Le projet vise à renforcer les capacités des communautés rurales, en particulier des femmes, à travers des pratiques agricoles durables, dans un objectif de promouvoir l’autonomisation et la lutte contre la destruction des sols.

Au cours des échanges, les facilitateurs ont encouragé les agriculteurs à privilégier les fertilisants organiques et les méthodes agricoles traditionnelles afin de restaurer la fertilité des sols et de préserver l’environnement.

« L’utilisation excessive des engrais chimiques contribue à l’appauvrissement des sols. Nous devons valoriser les fertilisants organiques issus notamment de l’élevage pour préserver la terre que nous léguerons aux générations futures », a déclaré Agizo David, l’un des animateurs de la formation.

Les intervenants ont expliqué que l’agroécologie repose sur la complémentarité entre agriculture et élevage, tout en favorisant la protection des ressources naturelles. Ils ont également insisté sur l’importance d’adapter les pratiques agricoles aux effets du changement climatique afin de renforcer la résilience des communautés.
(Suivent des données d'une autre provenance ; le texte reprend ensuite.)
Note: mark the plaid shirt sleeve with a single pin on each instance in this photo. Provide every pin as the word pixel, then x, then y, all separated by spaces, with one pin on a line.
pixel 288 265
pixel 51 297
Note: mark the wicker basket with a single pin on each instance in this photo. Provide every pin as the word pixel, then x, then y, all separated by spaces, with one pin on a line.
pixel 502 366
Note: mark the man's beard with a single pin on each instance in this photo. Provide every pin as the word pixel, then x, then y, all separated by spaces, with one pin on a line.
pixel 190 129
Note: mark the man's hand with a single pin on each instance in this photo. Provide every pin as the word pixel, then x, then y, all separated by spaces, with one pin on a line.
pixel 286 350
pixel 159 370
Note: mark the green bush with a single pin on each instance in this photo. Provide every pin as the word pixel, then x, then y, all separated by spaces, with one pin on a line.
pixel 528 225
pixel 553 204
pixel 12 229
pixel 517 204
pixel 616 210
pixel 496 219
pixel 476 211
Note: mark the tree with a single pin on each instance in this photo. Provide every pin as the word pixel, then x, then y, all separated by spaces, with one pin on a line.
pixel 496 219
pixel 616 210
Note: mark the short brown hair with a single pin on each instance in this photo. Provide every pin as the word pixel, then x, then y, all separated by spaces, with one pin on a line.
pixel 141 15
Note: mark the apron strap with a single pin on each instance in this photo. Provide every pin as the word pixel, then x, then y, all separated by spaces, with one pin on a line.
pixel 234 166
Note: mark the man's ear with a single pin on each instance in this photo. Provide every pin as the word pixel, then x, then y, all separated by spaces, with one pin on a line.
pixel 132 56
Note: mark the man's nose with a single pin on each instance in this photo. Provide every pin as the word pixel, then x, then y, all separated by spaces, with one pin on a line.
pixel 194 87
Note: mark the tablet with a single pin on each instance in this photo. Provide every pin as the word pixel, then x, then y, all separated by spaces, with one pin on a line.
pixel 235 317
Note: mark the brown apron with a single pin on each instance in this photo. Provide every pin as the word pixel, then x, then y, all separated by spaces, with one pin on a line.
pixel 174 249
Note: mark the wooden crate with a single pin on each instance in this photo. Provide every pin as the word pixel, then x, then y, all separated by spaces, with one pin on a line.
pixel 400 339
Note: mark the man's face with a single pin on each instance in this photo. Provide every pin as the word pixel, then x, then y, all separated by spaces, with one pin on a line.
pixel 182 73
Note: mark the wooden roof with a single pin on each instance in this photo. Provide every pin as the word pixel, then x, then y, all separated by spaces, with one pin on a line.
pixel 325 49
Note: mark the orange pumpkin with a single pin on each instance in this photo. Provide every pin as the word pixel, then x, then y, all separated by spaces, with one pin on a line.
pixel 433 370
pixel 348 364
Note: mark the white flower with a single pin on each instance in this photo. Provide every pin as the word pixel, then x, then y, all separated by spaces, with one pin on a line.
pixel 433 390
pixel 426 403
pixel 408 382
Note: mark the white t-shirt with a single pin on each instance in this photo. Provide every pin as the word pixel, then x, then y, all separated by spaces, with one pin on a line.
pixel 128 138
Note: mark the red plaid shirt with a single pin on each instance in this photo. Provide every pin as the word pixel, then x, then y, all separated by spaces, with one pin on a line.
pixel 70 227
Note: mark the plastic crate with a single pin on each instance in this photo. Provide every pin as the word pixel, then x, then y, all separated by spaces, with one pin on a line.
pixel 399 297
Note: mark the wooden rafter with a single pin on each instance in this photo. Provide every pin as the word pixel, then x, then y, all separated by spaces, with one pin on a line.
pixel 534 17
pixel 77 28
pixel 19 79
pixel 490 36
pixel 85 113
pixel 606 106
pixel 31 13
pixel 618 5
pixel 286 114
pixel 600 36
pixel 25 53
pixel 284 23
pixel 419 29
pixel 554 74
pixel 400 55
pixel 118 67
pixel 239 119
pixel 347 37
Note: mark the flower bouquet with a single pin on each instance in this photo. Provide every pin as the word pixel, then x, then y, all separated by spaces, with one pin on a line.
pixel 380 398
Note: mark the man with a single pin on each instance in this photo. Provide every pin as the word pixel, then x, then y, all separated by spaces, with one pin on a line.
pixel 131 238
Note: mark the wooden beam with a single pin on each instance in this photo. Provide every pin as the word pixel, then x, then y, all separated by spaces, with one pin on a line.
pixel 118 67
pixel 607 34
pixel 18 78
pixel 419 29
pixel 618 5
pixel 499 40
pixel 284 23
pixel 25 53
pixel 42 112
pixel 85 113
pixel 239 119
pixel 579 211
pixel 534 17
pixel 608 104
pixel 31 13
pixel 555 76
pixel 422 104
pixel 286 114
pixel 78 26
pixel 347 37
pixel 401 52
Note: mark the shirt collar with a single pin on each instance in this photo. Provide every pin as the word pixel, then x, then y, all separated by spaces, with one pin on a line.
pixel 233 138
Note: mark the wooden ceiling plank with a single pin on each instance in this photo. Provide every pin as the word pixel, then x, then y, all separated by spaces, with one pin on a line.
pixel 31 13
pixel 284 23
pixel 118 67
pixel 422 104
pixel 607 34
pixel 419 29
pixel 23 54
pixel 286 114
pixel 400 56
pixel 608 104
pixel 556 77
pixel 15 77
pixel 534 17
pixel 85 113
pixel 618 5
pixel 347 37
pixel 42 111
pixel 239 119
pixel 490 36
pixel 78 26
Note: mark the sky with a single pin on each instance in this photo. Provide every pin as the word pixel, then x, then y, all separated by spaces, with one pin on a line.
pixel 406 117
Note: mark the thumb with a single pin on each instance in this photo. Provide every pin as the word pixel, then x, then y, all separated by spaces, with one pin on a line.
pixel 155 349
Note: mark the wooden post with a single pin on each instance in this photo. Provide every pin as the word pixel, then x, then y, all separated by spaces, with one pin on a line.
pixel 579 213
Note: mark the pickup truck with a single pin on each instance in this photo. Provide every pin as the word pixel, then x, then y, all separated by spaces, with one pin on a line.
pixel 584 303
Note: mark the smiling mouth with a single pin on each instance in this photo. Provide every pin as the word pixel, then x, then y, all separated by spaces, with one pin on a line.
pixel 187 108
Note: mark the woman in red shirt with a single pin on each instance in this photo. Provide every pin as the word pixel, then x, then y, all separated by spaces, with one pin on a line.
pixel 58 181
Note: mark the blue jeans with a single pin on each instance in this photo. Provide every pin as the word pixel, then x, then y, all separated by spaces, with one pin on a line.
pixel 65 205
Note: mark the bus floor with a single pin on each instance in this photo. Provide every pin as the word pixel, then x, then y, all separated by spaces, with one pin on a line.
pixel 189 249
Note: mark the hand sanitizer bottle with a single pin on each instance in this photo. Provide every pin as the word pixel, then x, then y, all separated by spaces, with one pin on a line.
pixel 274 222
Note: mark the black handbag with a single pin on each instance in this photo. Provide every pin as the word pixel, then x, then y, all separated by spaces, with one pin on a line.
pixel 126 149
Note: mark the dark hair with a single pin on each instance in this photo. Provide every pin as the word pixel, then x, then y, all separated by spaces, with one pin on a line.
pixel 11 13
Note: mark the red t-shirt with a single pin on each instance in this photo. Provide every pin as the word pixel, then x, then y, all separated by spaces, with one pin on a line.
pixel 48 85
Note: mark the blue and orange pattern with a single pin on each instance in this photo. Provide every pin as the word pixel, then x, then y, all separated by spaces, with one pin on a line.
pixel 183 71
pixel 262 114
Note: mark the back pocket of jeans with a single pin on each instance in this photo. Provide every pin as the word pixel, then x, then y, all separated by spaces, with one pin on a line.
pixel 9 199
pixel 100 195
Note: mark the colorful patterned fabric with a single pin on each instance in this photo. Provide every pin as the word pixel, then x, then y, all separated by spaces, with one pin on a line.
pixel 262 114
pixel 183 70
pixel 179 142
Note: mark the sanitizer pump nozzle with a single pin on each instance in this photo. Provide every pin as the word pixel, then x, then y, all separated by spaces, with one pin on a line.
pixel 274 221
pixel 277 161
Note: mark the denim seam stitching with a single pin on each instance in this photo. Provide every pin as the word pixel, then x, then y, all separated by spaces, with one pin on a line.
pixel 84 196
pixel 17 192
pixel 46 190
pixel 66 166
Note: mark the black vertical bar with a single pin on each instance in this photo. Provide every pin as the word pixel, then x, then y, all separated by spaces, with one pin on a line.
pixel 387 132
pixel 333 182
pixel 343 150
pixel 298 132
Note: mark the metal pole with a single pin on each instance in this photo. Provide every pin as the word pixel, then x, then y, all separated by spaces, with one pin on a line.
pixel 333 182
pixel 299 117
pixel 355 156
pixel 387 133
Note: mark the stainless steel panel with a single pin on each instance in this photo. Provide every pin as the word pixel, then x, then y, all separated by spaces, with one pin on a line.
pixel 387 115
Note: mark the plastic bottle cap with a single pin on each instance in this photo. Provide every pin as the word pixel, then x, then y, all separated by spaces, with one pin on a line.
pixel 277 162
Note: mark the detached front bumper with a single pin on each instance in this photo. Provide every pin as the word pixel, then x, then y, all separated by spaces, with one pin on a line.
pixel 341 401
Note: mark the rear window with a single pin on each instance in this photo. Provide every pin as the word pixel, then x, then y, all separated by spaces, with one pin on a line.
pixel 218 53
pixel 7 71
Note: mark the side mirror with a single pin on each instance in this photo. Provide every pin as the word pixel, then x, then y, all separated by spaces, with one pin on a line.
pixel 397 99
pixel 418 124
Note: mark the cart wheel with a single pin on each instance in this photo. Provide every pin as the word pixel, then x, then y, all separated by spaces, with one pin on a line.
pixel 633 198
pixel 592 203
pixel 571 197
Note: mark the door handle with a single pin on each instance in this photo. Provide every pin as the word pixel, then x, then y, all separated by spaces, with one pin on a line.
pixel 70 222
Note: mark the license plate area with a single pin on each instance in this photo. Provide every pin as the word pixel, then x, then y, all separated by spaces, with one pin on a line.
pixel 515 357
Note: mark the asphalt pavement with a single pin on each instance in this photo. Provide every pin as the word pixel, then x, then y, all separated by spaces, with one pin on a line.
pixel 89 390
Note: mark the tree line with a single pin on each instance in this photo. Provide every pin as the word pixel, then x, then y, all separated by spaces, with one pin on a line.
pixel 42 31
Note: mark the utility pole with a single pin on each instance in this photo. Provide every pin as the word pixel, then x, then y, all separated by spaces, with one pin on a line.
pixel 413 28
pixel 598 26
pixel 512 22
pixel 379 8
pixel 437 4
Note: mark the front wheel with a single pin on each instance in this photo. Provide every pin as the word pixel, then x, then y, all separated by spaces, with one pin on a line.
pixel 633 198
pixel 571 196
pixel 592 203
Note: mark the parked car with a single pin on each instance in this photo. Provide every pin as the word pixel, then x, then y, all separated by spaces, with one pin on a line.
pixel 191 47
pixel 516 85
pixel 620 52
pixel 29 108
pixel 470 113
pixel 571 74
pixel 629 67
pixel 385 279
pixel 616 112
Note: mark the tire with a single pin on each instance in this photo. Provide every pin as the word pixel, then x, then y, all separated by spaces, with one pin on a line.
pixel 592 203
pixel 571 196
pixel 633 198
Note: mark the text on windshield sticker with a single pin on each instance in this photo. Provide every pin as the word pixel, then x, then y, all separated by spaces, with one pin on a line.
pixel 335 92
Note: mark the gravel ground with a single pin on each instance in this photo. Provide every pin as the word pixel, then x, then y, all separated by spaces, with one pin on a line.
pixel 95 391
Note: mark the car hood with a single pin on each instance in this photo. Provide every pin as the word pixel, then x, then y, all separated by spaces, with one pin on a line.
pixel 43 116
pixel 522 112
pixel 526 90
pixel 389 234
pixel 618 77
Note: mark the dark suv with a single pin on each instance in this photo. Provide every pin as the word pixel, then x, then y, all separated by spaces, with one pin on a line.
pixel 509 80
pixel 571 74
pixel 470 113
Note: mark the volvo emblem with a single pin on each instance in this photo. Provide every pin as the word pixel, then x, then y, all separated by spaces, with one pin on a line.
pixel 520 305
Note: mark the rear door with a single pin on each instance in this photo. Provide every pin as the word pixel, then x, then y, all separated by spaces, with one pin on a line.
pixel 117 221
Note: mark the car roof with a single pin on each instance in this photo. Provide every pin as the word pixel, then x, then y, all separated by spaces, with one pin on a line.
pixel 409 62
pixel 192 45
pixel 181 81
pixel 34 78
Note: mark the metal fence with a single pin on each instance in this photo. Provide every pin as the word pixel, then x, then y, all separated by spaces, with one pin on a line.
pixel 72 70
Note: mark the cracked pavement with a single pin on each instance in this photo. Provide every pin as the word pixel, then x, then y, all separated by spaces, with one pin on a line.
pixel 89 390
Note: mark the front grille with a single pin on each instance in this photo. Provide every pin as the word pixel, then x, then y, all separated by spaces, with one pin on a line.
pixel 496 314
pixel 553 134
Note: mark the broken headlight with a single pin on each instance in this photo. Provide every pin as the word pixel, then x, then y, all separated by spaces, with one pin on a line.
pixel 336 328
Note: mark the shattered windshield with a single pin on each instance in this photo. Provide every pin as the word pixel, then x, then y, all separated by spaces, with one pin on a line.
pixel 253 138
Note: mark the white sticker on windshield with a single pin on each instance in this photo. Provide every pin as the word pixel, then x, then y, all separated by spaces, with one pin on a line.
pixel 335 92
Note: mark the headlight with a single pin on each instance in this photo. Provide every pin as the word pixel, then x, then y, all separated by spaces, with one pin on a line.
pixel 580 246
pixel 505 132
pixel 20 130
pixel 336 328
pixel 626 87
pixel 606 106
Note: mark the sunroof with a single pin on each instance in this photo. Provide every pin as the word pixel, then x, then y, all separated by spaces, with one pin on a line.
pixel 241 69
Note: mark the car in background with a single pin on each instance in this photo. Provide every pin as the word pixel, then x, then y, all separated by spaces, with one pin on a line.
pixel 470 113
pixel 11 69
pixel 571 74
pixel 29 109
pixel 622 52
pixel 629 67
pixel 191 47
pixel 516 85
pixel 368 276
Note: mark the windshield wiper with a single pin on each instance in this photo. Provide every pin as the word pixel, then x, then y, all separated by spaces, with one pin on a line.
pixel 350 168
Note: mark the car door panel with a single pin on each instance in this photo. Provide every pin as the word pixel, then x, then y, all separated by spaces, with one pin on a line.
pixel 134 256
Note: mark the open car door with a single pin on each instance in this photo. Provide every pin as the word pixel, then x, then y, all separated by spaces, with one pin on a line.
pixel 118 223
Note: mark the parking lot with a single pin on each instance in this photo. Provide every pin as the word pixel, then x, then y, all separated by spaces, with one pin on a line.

Les bénéficiaires ont salué cette initiative, estimant qu’elle leur permettra d’améliorer leurs pratiques agricoles. Âgé de 75 ans, Nzavanyuma Serubungo Bonifaste, habitant du village Janga, a appelé les jeunes à renouer avec les méthodes traditionnelles.

« Autrefois, nous cultivions sans engrais chimiques et nos terres restaient fertiles. Aujourd’hui, beaucoup utilisent des produits dont ils ignorent les effets. J’encourage les jeunes à revenir aux pratiques qui protègent nos sols », a-t-il témoigné.

De son côté, Sikuyuwa Bukoko, 70 ans, s’est engagée à sensibiliser sa communauté sur les risques liés à l’utilisation abusive des produits chimiques en agriculture. Les activités ont été coordonnées par Jérôme Shukuru, agent chez ActionAid qui a exhorté les  agriculteurs aux méthodes traditionnelles.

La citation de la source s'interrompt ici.